And even then there are no guarantees.

The rabbis of the Talmud also taught us that when there is general misfortune, the "angel of destruction" no longer differentiates between the righteous and the evil. This truism is certainly present in the present debacle. Righteous people who devoted their financial resources to help people in need, Torah institutions and the Jewish people generally have nevertheless suffered horrendous losses. Their ability to support others has been crippled. This is part of the great unknown that is being played out before our very eyes. The fire of the coin rages in all of its intensity and fire consumes everything in its path, good, bad or indifferent. Nevertheless, parshat shekalim is always bound together to the month of Adar. The Mishna teaches us that on the first of Adar the proclamation to pay the half-shekel was publicized.
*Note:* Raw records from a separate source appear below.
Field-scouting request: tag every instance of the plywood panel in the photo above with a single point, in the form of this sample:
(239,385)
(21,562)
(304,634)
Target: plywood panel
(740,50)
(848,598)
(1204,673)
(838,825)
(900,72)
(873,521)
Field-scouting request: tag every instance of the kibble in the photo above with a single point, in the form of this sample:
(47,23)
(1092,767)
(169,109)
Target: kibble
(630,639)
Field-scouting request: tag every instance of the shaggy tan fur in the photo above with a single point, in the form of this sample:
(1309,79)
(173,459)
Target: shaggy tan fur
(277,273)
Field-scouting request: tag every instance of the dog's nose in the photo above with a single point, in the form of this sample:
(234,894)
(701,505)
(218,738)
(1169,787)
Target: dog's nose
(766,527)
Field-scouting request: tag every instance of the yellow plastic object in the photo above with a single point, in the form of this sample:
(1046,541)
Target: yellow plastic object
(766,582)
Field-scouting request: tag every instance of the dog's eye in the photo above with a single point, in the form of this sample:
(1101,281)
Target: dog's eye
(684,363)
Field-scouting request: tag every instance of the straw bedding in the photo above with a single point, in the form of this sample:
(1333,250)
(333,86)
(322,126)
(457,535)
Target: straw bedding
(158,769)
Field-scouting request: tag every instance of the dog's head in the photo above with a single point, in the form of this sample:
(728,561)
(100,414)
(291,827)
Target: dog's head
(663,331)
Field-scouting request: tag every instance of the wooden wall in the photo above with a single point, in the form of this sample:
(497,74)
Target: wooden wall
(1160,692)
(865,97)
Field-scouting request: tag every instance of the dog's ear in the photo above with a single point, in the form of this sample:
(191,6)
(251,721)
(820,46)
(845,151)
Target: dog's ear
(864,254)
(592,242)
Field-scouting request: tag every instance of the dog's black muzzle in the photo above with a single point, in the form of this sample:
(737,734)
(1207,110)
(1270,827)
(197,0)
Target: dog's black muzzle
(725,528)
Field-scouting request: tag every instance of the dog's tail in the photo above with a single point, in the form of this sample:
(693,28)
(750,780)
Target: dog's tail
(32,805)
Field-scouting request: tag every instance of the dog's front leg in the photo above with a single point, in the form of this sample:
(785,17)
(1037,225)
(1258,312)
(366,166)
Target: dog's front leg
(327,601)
The month of Adar as we know from the story of Purim which highlights this month, is a month of unforeseen and unexpected reversals of fortune and circumstance. Even though it is highly unlikely that a dramatic turn for the better is in the near future we should recall that in life everything is possible, even if it is unlikely. But perhaps it will take us some time to internalize the message of the coin of fire so there will not be any sudden dramatic improvements forthcoming. In any event we should realize that the eternal message of parshat shekalim - of the coin of fire - remains valid and relevant to us in good and better times as well.